Hello there community! Thanks for the great work i...
# ask-community
j
Hello there community! Thanks for the great work in the framework. I have a question regarding scaling dagster: • As an example I want to process a dataframe/table and produce a different output for each row (i.e., one file per row) • I have an op that finds the universe of rows to be calculated and produces one dynamicoutput for each row • Each row requires a pretty complex series of operations and takes quite some time, can fail in diffferent steps, etc. This is why I'd like to keep each row as a different work unit, giving more visiblity and fault isolation between processing each row • Ideally I'd like to process millions of isolated rows in flows that can take a long time to run (>24h) When I implement a prototype to test this just the collection of all the dynamic outputs takes a very long time which blocks the execution of the flow during that time. The UI struggles a bit as well but that is not a problem at all. One obvious answer here could be to manually partition these rows and use one op per partition, at the expense of some visibility and isolation / fault tolerance, but I first want to understand if there are other ways to look at the issue. In essence: • Is there a working way to implement dynamic graphs that fan out into millions of ops using Dagster? Does this type of workload not suit dagster? Is there a suggested way to do something like this? I've seen some light discussion around this in github issues but no obvious conclusions. Thanks a lot for the help in advance
z
I also struggle with the performance of dynamic outputs. My team has jobs that scale to tens of thousands of dynamic outputs and it takes forever just to generate the outputs, and it makes the UI mostly unusable due to the number of events that get generated and presented. I think you'll have better luck by doing one dynamic output per partition. Honestly in my opinion Dagster struggles to work well with really large data or flows where you want to have really granular ops / assets. It seems more geared toward the average use case, which is totally understandable from a design standpoint
j
Yep that's my impression from my experimentations. I'd love to hear if you perhaps looked into any other scheduling/workflow engines with support for handling larger quantities of tasks?
z
I haven't, my team has been able to make it work for our more extreme workloads and most of our workloads don't need tons of tasks. We feel the metadata and software engineering principles baked into the tool are worth a not-perfect experience for large jobs
j
Thanks, appreciate the feedback. With further tests with other tools I'm starting to realize that I'm probably approaching this from the wrong mental model for this kind of toolkit. I'll wait for a few more answers, and I'll post in this thread some conclusions from trying equally large datasets (1,000,000 very simple tasks in dagster, prefect and airflow)
b
Likewise, I'd view dagster as an orchestration tool first, and a high throughout scheduler second.
z
Excited to hear the results! It's really common for folks to want to use ops as these super-granular replacements for vanilla python functions, @Ion Koutsouris has been after the same thing, but the reality of the overhead that Dagster introduces is that it just doesn't work very well to have really granular ops. I think of ops as a higher-level container for describing business processes, not a replacement for every operation in a transformation
b
I'd look definitely look for other solutions (that can still use dagster for broad orchestration) to handle high granularity or throughout workloads.
z
Yeah I'm really curious to know what's out there as well for high granularity / throughput workflows. Particularly tools that might have more first-class support for big data frameworks like spark
b
To be honest, there's probably space in the market for a high throughput equivalent of dagster with similar abstractions. I suspect python is not the language for this.
z
Yeah I agree that I find it unlikely such a tool could be implemented efficiently in python. Maybe rust masquerading as python via bindings, but just the initialization overhead of Dagster has made me much more aware of how slow python is at scale.
b
I've used pyO3 before and it's great. I'd definitely do it that way
The dream would be dagster style definitions in python with rust bindings to convert that into something more scaleable across many partitions.

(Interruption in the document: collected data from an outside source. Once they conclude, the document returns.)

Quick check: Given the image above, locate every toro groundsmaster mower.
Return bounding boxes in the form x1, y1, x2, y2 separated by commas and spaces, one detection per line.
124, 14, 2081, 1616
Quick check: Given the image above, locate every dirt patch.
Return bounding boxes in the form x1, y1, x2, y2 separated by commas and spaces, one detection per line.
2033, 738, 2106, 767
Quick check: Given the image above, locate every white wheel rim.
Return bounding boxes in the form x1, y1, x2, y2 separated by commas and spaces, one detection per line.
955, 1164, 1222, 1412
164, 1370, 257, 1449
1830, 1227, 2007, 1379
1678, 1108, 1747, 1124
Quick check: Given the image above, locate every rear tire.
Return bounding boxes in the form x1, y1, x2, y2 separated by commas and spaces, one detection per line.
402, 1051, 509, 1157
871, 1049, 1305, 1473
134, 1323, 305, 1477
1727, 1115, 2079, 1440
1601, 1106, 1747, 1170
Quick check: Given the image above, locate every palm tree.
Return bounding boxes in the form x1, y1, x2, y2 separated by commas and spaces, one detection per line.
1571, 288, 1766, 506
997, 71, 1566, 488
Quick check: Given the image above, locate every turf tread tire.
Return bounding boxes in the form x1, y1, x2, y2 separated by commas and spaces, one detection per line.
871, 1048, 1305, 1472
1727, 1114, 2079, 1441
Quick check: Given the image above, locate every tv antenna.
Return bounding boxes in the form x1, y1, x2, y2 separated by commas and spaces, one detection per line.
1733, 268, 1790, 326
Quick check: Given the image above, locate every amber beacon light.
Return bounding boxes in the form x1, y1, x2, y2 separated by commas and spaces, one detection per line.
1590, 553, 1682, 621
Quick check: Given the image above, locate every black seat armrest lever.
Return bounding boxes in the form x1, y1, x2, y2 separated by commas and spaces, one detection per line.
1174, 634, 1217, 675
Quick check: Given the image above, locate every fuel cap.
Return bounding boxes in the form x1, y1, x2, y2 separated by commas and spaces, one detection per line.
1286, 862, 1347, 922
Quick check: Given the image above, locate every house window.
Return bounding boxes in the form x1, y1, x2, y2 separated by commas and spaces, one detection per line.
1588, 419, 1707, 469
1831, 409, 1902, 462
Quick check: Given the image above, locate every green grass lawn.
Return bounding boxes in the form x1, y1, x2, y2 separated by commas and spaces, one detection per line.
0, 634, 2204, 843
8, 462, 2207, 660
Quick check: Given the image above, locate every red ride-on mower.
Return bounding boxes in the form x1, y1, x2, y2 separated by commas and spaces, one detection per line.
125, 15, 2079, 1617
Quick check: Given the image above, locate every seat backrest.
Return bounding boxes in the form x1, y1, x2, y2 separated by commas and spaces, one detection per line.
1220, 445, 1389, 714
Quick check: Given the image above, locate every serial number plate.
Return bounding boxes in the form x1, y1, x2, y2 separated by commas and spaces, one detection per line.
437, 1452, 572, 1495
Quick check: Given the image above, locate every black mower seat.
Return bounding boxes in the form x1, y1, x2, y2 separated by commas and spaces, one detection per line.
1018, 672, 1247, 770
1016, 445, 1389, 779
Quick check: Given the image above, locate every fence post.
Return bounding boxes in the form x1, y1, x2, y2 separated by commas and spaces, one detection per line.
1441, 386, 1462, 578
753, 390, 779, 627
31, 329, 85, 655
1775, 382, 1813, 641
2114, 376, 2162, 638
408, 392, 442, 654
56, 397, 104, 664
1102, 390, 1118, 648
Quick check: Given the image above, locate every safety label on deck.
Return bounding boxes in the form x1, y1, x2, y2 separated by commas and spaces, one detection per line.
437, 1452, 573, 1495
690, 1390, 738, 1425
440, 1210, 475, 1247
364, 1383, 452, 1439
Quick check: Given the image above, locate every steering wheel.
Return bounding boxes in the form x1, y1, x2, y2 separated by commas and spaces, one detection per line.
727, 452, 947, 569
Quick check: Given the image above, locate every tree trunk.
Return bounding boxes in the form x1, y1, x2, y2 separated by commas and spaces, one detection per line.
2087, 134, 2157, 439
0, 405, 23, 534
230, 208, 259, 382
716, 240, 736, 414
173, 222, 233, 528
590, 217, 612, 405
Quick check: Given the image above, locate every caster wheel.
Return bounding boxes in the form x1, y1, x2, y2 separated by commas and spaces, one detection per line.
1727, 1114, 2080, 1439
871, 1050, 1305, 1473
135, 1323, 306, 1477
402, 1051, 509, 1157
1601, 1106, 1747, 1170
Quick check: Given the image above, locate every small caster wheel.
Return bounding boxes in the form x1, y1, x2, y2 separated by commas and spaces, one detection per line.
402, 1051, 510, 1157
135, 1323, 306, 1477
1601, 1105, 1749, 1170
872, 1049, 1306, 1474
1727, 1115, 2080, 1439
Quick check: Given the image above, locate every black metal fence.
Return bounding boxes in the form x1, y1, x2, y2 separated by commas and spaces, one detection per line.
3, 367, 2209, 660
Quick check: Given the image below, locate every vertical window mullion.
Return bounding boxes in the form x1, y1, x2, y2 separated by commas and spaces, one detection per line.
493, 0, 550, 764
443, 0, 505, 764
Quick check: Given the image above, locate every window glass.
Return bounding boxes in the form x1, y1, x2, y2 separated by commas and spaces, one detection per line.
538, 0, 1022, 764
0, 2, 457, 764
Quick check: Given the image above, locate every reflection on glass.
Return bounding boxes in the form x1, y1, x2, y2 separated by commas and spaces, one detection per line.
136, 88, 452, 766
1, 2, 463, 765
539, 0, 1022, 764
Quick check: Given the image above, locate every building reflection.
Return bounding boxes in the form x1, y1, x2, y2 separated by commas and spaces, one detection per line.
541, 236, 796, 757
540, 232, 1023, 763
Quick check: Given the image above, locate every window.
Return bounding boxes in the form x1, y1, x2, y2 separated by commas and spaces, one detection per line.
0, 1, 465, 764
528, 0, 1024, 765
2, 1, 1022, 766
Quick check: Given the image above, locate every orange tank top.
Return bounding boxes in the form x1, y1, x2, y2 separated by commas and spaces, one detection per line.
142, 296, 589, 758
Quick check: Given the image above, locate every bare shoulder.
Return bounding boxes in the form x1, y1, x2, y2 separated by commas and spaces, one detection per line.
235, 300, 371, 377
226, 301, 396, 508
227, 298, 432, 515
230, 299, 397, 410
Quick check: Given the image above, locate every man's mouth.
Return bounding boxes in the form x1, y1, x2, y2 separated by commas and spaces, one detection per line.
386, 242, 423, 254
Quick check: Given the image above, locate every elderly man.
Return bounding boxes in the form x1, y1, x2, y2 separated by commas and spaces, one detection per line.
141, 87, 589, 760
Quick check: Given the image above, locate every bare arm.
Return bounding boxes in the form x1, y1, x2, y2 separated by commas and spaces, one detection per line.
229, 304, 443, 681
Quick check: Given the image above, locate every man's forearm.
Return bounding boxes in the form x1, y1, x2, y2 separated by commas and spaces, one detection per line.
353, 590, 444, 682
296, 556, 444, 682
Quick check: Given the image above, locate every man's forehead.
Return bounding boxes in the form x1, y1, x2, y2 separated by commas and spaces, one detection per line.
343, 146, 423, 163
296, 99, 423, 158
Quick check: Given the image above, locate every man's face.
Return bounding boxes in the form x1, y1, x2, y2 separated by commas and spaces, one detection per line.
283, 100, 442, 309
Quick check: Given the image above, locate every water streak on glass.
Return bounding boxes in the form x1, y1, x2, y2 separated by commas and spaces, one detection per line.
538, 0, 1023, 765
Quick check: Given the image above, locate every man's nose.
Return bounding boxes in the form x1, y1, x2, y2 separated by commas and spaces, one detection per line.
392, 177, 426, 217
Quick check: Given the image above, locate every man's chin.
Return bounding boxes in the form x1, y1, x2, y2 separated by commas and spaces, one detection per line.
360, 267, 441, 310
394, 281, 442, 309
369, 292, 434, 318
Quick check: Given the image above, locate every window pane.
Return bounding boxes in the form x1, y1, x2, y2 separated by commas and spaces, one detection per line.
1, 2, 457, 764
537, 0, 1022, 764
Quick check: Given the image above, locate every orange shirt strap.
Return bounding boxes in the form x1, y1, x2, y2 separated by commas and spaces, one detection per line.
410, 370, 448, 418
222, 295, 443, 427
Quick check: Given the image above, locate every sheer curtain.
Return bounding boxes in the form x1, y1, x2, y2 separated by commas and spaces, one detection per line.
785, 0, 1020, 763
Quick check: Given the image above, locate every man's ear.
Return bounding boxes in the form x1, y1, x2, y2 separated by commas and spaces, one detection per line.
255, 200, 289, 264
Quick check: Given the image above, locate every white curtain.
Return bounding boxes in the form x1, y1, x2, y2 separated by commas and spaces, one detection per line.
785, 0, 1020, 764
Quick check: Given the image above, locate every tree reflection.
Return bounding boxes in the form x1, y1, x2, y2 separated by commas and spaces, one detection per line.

(which is where we all hit the scaling limits)
I don't imagine it's easy though.
i
Dagster should rewrite some of these core components in rust to improve concurrency
z
Yeah if it were easy we'd probably see more tools that can scale to that level. The reality is that most teams don't need to scale super large, so most tools don't get developed to handle super large scale
i
I work on delta-rs, and it's pretty fun to built rust stuff that interacts with Python
👍 1
z
I agree it'd be great if they rewrote some of it in rust. Or any other faster language. But it's a lot easier to say that from the sidelines than it is to grow a company while doing a huge refactor into a new language to serve a small portion of your user base
👍 1
a
Your use-case looks more like a stream processing use-case for me. In Python ecosystem, none of the workflow engines (airflow, prefect, dagster) I've tested provide stream processing. I know that Apache Nifi is well suited for these use-cases. It is designed for efficient stream and batch processing. But from my (little) experience, it is more limited in term of UI. And also, it is Java ecosystem. There is also Spring cloud dataflow that shares approximately the same strength and limitations of Apache Nifi, plus the con that it is extremely difficult to dig in when you're not familiar with Spring tooling.